Waktu saya masuk, Pak Soegito masih di Timor Timur. Ia memimpin penerjunan di Kota Dili di Timor Timur pada tanggal 7 Desember 1975. Kemudian setelah beliau kembali dari Timor Timur, sekitar Januari atau Februari 1976, ia menceritakan kisah- kisah operasi penerjunan di Timor Timur.
Pak Soegito selalu berpesan tentara itu harus siap mati. Tentara harus siap perang. Dalam perang itu tidak ada perbedaan antara prajurit Tamtama yang paling rendah pangkatnya, atau komandan yang paling tinggi pangkatnya. Di kesatuan semua menghadapi risiko yang sama.

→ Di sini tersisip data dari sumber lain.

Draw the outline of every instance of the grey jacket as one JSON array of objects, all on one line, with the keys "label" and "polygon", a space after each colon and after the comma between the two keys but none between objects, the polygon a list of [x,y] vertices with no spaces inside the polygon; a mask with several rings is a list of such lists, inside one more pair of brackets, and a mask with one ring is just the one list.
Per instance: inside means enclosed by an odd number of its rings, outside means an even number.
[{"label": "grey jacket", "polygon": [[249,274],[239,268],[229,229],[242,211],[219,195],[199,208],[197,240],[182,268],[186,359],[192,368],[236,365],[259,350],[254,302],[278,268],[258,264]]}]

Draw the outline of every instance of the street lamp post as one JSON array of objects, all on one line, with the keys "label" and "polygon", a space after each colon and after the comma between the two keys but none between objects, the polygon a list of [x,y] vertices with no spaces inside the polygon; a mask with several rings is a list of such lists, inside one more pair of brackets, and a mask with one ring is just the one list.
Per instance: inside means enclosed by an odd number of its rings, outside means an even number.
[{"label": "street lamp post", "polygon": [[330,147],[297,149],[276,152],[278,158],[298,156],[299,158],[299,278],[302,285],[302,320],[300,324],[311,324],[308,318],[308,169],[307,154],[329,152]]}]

Juga bahwa pemimpin itu harus berada ditengah-tengah anak buah. Itulah yang dilakukan Pak Soegito. Ia terjun dalam sebuah serbuan bersama pasukannya dan ia terlibat dalam pertempuran di Dili sampai Dili dapat dikuasai penuh.
Pak Soegito cerita di Timor-Timur ada perwira yang gugur dan luka-luka. Dari Pak Soegito kita dengar bahayanya operasi tempur, tapi kita yang muda-muda semua berkeinginan untuk segera ikut terjun dalam operasi tempur. Kita ingin buktikan bahwa kita tidak kalah dengan senior-senior kita. Kita ingin buktikan bahwa kita juga prajurit-prajurit TNI yang setia dan patriotik.
Sesudah beliau kembali dari operasi, dan beliau aktif dalam kehidupan di Mako, saya melihat sendiri leadership Pak Soegito. Kalau lari, beliau selalu lari bersama anak buah. Beliau selalu bawa senjata, padahal beliau sudah komandan grup. Kalau beliau ingin, beliau bisa saja beliau tetap di kantor dan tidak keluar. Tapi beliau selalu keluar.
Kalau ada olahraga basket sore-sore, beliau selalu keluar bermain bersama kami para perwira. Malam-malam, kami sering diundang dan main gaplek dan domino di rumah beliau. Itulah suasana TNI di tahun-tahun itu, penuh keakraban. Pimpinan selalu bersama anak buah. Beliau juga humoris, sering bercanda.
Kemudian saya lihat di karier beliau, selalu di pasukan. Di ujungnya saat beliau pensiun pun tidak neko-neko, tidak mengada-ada, ataupun hidup berlebihan. Kehidupan hidup beliau benar-benar kehidupan prajurit sejati. Saya bersyukur beliau pensiun sebagai Letnan Jenderal TNI.